Miss Johnson: I am afraid that I cannot give the hon. Gentleman an answer on that score, because I do not have the information in front of me.
The hon. Gentleman asked about regulation and tax. The Conservatives have long contended that the tax burden is increasing. We utterly refute that. The Tories ran a deficit of £28 billion in 1996 and 1997 alone. They borrowed to fund current spending. We are paying the bills that the previous Government ran up. We have had to bring public finances under control. The tax ratio under this Government is lower than the tax ratio planned by the previous Government for last year, this year and next year. Cutting deficits means real benefits. Lower interest rates have reduced the amount that we have to spend in interest payments on national debt. We have £4 billion a year more to spend on services because we are not spending it on servicing the debt that the Opposition ran up when they were in power. Employment has grown: we now have a record 28 million people in jobs.
Mr. Clappison: The answer the Minister gave was not quite the answer to the question that I posed. I asked whether the tax burden is higher or lower now than it was in 1997.
Miss Johnson: We have run through those figures many times, and the hon. Gentleman is well aware of them. The fact is that the tax burden was lower last year, and will be lower this year and next year, than under the plans of the previous Government. As a result of personal tax and benefit changes, by next April households will be on average £500 a year better off. Families with children will be £850 a year better off, and the tax burden on the typical family will be the lowest since 1972. Living standards for a typical family will have risen 10 per cent. over this Parliament, and 1.2 million children will have been lifted out of poverty.
We kept all our promises on tax, unlike the previous Government. We have cut the basic rate of income tax to 22p, which is the lowest basic rate for 70 years, and we have introduced a 10p starting rate of income tax, which is the lowest starting rate since 1972. I will not take any lectures on tax from Opposition Members: we only have to remember who introduced value added tax, who nearly doubled it in the 1970s and again in the 1980s, who increased national insurance contributions, who extended VAT to goods never before covered and who introduced the poll tax. I could go on, but I will not.
I shall conclude by drawing hon.

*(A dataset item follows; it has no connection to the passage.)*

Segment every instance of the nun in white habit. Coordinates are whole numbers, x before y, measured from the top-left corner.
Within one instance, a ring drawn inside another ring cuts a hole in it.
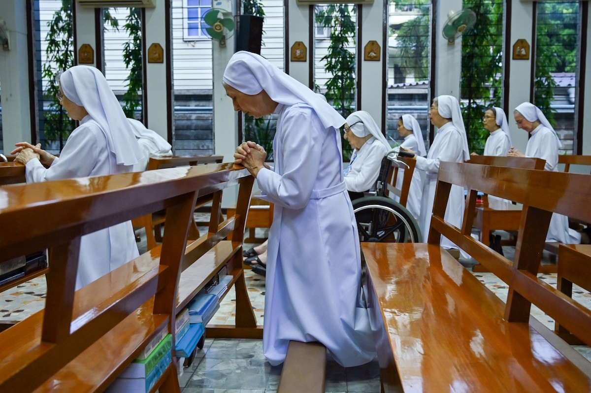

Members' attention to the fact that this important debate provides an opportunity for us to consider what we will send under the section 5 procedure as part of our stability pact programme. A number of interesting points have been made, and I hope that I have managed to answer all of them. We ask the Committee to approve the Government's assessment of the medium-term economic and budgetary position as set out in the PBR for the purposes of this report. Our economic and social policies will help to ensure a stable and prudent management of the public finances while building a fairer society for the people of Britain. They will help to improve incentives to work, and provide firms with the right incentives to improve their productivity and to help to raise living standards. Sharing the information in these reports with our European partners will help us to shape Europe and bring employment and growth to Britain and to other member states. I urge the Committee to support the motion.
Question put and agreed to.
Committee rose at five minutes to Six o'clock.